Monday, November 19, 2007

"I Do Nothing" - Dr. Howard Kutler

When you asked him to describe his job he said "I do nothing." What did he mean by that? I think the meaning was on several levels. But it certainly took me aback. I mean he's a tireless worker – he gets up 3:30, 4:00 every morning and does stuff nonstop. So on one level there was kind of a tongue-in-cheek element in that he was kind of sidestepping my question. I think part of that in fact has to do with his training as a Buddhist monk. I think they're prohibited from thinking about certain things in certain ways. So part of that was to sidestep the issue and joking around.

But eventually throughout our talks I discovered that there was a level of his response that was very genuine, in the sense that he really didn't think in terms of separating out various areas of his life -- whereas this group of activities was under the category of work and job, and then once 5 o'clock comes along then this other group of activities is my home life and friendships, relationships.

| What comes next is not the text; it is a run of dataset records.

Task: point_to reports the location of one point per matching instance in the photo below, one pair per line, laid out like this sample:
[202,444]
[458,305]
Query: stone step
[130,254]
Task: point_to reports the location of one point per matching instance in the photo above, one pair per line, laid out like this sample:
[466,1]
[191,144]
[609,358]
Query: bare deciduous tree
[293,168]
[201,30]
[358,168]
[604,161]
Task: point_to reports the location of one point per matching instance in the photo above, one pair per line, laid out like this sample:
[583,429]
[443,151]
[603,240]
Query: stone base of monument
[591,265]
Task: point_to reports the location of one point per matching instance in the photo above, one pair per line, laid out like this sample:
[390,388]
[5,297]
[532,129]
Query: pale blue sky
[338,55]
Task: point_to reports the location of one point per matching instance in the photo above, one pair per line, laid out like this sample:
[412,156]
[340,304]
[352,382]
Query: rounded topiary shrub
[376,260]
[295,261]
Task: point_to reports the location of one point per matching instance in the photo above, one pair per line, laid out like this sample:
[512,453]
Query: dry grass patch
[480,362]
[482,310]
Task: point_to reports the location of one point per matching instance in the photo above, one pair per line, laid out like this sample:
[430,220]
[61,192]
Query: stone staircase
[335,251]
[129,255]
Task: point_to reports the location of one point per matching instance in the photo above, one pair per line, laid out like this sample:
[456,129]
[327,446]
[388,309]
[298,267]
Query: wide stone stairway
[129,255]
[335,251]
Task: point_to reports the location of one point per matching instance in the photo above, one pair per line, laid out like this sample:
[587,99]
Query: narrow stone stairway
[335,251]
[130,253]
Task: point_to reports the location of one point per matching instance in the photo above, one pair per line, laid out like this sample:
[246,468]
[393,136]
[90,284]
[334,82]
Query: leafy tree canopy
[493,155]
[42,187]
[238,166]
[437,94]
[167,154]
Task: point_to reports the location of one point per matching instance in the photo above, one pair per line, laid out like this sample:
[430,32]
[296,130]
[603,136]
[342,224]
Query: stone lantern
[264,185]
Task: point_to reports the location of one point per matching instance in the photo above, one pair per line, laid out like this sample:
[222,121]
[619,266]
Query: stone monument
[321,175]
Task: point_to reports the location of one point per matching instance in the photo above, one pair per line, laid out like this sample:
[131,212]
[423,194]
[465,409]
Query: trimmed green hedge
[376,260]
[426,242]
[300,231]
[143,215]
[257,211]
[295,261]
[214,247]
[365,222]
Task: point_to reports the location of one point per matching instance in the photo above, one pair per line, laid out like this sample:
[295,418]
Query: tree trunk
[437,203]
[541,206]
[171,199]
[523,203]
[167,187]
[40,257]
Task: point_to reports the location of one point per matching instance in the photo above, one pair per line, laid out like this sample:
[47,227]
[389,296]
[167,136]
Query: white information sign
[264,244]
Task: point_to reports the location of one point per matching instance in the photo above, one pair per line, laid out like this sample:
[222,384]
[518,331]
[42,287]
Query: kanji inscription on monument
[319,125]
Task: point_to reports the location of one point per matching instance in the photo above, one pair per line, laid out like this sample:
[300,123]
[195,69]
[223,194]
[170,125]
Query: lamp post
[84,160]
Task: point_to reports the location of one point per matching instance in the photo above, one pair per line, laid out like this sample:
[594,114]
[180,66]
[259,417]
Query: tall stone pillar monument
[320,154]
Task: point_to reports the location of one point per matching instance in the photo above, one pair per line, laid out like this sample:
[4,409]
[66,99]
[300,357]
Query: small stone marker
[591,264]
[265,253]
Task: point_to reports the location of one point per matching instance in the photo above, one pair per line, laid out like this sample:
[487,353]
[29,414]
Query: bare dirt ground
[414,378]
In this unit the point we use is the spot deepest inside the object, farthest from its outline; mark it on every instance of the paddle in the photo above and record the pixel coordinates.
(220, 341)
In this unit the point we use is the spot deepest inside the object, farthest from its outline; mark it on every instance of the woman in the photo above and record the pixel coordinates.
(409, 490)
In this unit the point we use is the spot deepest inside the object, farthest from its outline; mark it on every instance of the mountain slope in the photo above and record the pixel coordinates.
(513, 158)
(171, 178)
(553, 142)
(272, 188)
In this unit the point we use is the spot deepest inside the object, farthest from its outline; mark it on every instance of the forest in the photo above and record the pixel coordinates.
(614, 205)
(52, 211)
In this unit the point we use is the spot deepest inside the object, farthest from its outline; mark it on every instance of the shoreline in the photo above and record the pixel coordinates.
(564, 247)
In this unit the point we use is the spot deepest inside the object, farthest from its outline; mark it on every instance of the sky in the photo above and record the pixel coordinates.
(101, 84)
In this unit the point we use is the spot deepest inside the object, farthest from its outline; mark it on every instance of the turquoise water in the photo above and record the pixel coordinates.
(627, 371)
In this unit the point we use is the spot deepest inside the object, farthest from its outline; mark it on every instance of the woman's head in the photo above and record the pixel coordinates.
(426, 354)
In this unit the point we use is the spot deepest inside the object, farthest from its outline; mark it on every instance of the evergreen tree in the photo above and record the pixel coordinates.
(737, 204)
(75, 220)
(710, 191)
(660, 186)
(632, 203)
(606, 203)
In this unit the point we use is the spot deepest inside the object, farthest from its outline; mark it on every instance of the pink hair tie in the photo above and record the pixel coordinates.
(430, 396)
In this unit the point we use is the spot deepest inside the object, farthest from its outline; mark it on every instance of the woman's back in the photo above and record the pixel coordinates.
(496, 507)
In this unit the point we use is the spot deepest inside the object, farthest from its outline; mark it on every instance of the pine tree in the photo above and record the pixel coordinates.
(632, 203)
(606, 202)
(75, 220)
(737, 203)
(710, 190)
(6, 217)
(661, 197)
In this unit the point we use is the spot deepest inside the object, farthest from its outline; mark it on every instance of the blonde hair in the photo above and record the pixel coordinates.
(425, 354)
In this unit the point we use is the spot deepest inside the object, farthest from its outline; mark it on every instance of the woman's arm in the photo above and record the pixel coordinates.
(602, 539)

And then on the weekends this group of activities is my leisure time. He's so fully present in every activity that he does, he brings his full self with him, he employs all of his strengths and ideas and capabilities equally in every task. So in his mind, in a sense, he has no job -- he has no separate category that's designated as work, it's all just part of his life.

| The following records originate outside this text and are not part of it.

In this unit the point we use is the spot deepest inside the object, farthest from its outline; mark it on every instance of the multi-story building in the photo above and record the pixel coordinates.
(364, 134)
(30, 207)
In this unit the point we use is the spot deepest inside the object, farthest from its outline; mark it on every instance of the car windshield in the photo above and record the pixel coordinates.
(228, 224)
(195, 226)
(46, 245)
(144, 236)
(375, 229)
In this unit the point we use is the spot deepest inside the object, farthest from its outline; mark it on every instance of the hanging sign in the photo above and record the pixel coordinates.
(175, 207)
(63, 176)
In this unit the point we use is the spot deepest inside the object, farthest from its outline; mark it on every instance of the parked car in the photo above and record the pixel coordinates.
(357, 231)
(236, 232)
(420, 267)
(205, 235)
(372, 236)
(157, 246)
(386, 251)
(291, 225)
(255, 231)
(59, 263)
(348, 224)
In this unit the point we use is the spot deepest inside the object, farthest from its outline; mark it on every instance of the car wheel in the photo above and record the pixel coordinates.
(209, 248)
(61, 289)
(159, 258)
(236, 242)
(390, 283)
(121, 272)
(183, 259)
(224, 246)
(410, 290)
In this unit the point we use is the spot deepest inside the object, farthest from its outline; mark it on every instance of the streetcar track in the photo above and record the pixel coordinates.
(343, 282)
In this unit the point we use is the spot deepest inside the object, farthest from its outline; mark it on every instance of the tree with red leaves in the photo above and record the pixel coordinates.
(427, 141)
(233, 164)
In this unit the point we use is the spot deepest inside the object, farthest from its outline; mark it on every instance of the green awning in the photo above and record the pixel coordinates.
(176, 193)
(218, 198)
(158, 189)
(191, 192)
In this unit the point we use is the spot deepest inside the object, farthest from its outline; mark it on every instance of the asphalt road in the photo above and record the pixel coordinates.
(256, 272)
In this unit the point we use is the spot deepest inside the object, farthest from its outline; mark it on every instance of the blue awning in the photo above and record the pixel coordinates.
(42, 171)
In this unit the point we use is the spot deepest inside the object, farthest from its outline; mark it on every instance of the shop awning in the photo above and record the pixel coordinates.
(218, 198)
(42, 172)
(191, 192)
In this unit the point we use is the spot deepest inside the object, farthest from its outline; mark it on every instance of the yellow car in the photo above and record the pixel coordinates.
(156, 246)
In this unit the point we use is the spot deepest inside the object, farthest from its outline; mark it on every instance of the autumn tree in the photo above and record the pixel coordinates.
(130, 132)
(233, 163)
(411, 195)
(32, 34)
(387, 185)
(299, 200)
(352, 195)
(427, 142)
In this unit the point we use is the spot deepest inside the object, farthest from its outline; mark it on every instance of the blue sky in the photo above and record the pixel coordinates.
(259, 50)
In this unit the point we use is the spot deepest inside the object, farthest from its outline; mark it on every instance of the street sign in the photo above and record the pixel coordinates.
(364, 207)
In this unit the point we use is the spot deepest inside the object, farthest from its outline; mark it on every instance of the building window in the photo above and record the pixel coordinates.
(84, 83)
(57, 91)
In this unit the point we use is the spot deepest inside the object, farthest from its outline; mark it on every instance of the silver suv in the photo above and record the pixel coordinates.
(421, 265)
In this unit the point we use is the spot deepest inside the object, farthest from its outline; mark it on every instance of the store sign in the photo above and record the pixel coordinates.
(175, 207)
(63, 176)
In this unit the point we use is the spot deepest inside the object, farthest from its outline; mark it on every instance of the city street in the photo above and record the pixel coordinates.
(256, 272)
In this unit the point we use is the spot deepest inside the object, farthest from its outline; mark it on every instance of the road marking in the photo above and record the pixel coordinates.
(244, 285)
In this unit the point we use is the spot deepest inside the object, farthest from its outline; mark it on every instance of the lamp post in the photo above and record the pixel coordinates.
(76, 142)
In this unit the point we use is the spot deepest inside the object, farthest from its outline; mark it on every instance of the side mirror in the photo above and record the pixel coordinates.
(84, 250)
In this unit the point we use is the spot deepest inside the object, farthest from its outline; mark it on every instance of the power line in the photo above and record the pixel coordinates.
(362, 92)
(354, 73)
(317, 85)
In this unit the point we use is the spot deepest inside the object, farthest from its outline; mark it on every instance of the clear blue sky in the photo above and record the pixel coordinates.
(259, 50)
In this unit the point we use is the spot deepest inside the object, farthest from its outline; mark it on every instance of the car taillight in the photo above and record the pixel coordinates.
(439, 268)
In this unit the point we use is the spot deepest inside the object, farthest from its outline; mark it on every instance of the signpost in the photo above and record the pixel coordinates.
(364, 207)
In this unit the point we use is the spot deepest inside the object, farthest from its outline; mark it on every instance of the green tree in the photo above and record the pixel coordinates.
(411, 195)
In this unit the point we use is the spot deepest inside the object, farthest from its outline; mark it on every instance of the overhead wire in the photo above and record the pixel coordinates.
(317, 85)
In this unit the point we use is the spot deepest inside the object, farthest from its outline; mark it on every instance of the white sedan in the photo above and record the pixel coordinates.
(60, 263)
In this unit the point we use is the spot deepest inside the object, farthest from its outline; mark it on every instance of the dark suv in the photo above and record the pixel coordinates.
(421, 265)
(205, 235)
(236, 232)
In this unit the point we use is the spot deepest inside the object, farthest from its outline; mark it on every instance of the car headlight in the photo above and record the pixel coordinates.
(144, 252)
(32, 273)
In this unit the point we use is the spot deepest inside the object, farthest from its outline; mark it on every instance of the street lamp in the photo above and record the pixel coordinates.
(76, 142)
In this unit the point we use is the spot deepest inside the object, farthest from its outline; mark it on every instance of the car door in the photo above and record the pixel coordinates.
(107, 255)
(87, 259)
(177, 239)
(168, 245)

But he goes about whatever's he doing in a happy way. There must be a tremendous amount of freedom in that way of life; if we don't have to behave a certain way in front of our boss, and a certain way in front of a stranger, or a certain way in front of our subordinates -- we just are who we are in any context, we'll have a life of much greater ease and freedom. The downside is that's not easy to do. It's taken him a lifetime of training his mind to achieve that. But I think all of us can aspire to get closer to that ideal, so that the closer we are between who we are and what we do I think the happier we'll be.